The specific cover is a sticking point with Wooster, who makes all the other Ben Moore branded brushes and rollers
The Aura cover is made by Premier Roller
It's a good marketing and introduction move...seeing as some of your old favorite tools and tricks do not work well with Aura
I'm not convinced that sleeve is the best, but some of my old faves do not work well with Aura
...but that's another thread


----------



## GMack (Jan 18, 2008)

vermontpainter said:


> Slick
> 
> My initial reaction is I wouldnt mess with it since we understand how it works and like it. However, as you mentioned, it can be a little too quick on larger trim elements. In those situations it could be nice to soap it up a little. We have used fluotrol in it successfully.
> 
> Is the product you are describing something that BM is offering specifically for use in aura?


It didn't sag on you with Floetrol? I've thinned the cut can with a shot of water just to loosen it up a bit and it tends to sag. It's funny that they're coming out with an extender because it specifically says on the back of the cans, do not add anything.

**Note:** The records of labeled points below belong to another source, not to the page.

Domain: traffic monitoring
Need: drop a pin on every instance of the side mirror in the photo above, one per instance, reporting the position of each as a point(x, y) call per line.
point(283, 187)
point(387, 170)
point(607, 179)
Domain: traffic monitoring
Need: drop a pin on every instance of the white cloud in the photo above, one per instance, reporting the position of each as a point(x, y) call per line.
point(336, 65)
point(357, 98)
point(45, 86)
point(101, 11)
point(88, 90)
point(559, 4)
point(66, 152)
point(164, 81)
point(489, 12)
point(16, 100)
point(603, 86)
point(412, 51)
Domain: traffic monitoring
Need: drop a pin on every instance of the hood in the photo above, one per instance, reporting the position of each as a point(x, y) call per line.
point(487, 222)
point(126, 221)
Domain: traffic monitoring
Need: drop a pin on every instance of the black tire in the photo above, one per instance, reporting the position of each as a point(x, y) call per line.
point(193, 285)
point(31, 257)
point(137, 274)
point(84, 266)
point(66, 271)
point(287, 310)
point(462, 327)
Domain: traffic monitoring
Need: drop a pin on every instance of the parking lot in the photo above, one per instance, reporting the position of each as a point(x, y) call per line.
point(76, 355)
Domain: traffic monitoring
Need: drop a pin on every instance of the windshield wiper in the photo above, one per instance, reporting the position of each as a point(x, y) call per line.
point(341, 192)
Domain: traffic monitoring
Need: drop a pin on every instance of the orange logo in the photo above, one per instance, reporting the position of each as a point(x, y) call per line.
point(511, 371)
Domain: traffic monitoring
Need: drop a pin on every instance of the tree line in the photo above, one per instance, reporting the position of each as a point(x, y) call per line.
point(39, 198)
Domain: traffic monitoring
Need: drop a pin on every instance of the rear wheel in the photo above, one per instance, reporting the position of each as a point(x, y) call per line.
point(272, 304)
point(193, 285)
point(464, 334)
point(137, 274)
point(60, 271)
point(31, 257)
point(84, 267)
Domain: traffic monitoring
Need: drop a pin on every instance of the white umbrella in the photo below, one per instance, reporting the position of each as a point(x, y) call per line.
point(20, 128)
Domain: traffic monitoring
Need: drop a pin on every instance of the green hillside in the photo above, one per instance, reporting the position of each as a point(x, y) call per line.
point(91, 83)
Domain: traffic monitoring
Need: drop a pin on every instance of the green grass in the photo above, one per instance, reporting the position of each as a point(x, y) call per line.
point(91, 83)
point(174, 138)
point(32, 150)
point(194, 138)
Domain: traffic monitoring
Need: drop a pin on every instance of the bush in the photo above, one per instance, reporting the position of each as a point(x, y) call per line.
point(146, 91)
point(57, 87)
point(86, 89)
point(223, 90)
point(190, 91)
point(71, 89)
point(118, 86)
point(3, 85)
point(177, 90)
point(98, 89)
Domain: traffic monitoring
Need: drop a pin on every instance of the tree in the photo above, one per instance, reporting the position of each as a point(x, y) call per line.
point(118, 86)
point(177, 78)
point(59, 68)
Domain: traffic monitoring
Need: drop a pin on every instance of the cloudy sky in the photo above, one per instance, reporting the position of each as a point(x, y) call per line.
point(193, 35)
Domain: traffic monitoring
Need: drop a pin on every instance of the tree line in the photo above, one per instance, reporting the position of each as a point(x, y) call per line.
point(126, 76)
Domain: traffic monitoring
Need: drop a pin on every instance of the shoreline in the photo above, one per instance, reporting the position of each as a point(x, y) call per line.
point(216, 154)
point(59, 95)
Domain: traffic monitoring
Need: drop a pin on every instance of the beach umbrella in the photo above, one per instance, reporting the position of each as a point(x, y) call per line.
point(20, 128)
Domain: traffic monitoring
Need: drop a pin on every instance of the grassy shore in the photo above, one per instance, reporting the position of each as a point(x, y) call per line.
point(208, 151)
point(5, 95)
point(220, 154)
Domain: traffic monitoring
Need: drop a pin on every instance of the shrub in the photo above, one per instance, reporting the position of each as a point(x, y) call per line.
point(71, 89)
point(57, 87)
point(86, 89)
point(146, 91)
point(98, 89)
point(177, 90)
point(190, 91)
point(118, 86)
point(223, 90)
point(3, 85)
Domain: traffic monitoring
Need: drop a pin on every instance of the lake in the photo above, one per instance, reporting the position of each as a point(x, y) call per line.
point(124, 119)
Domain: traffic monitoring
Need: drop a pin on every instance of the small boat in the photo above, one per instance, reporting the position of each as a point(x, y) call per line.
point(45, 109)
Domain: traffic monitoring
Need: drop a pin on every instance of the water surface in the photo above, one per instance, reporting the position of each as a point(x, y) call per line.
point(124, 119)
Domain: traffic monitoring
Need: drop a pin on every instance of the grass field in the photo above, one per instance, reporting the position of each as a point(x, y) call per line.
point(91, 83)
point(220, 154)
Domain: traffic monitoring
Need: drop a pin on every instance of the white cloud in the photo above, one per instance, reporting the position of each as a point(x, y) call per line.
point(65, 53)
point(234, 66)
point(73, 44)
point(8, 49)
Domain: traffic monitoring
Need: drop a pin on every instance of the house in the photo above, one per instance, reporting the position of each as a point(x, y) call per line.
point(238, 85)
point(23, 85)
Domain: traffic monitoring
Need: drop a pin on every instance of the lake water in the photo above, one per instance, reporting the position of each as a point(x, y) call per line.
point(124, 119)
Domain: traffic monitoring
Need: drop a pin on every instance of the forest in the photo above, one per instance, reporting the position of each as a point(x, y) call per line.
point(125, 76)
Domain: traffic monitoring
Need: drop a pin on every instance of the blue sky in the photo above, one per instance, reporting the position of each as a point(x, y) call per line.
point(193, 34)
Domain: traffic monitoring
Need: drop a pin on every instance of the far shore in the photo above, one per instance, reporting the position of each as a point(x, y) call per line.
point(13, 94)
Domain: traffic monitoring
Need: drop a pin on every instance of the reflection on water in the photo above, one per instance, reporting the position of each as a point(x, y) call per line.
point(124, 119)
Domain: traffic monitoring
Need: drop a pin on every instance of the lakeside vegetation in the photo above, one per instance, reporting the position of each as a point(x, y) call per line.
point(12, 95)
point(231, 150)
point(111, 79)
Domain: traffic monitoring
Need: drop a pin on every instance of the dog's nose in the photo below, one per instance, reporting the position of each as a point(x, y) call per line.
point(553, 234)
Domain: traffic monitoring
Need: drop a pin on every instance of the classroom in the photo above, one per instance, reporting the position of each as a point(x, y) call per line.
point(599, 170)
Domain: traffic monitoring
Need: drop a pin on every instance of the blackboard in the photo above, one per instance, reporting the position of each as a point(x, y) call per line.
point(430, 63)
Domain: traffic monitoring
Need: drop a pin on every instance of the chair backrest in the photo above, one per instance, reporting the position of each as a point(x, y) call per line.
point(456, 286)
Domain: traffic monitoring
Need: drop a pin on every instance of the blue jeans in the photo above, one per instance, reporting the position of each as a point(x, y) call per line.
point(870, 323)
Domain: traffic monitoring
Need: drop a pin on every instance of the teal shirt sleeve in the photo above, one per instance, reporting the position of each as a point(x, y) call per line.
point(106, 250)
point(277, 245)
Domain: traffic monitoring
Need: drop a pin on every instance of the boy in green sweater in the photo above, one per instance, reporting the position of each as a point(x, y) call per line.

Doesn't it feel like BM should have had their acts together a little better regarding Aura?


----------



## vermontpainter (Dec 24, 2007)

GMack said:


> It didn't sag on you with Floetrol? I've thinned the cut can with a shot of water just to loosen it up a bit and it tends to sag. It's funny that they're coming out with an extender because it specifically says on the back of the cans, do not add anything.
> 
> Doesn't it feel like BM should have had their acts together a little better regarding Aura?


Even without Fluotrol it wants to sag if you go on too heavy. With it, even more so. I guess the key is multiple thin coats, which is what do.


----------



## slickshift (Apr 8, 2007)

You can't load it up on corners (like you can with Regal) while brushing (or spraying) or it'll sag

I wouldn't add water, but I prefer thicker paints

The extender is simply that, it's only to give the product more open time
It is not a conditioner

I suspect they did not expect consumers to NOT want it to dry quickly
Personally, although it's a bit of a learning curve, I prefer it that way

Though there are a few things that aren't working out well
Brushing 6-panel doors...you better be good with your brushwork, it's not for the slow brushers out there
I can see some needing some more open time for that kind of stuff


----------



## slickshift (Apr 8, 2007)

vermontpainter said:


> Is the product you are describing something that BM is offering specifically for use in aura?


It's also a VOC thing
Aura is not considered ultra-low VOC when a solvent, like Floetrol, is added
The Aura Extender will only increase VOCs (aprox) 5 g/l


----------



## GMack (Jan 18, 2008)

slickshift said:


> You can't load it up on corners (like you can with Regal) while brushing (or spraying) or it'll sag
> 
> I wouldn't add water, but I prefer thicker paints
> 
> I prefer paints to apply as fast as water, remain soaking wet while I'm applying them, dry instantly when I'm done, cover in one coat, and level out to a glass-like finish. I really don't think this is too much to ask. :thumbup:


----------



## Bibleman (Feb 6, 2008)

So I pay 50 bucks for a gallon of Aura and now I have to buy and additve as well so I can actually paint doors with it? Oh, add in the time it takes to strain the blobs out of it too. IMHO BM=Overpriced mediocre paint. After twelve years I finally changed brands. Just my two cents.
PS I will admit it does cover very well in deep base colors which is the only time I buy it.


----------



## bikerboy (Sep 16, 2007)

Bibleman said:


> So I pay 50 bucks for a gallon of Aura and now I have to buy and additve as well so I can actually paint doors with it? Oh, add in the time it takes to strain the blobs out of it too. IMHO BM=Overpriced mediocre paint. After twelve years I finally changed brands. Just my two cents.
> PS I will admit it does cover very well in deep base colors which is the only time I buy it.


 
I thought the blobs were just a fluke. The last two times I bought Aura it was filled with trash and I had to strain it.


----------